Lifecycle-driven GPU memory management system that uses ML-informed heuristics to dynamically allocate, migrate, and reclaim GPU HBM across concurrent workloads, enabling fractional GPU sharing with near-zero performance degradation.
The system watches how each AI job uses GPU memory over its lifetime and automatically shuffles, compresses, and reclaims unused space so multiple teams can share expensive hardware without stepping on each other's toes.

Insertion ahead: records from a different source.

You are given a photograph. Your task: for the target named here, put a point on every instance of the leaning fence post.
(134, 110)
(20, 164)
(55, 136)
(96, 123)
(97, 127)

It's like a hyper-efficient hotel concierge who moves your luggage to a nearby storage room the moment you leave for dinner, then has it back in your suite before you return—so the hotel can rent your closet space to someone else in the meantime.
Suryaa Rajinikanth brings hands-on experience building GPU compute platforms (ex-TensorDock) and mission-critical ML infrastructure (ex-Palantir). Veer Shah brings ML expertise from U.S. Space Force and NASA. Together they combine rare GPU platform-building experience with government-grade ML deployment.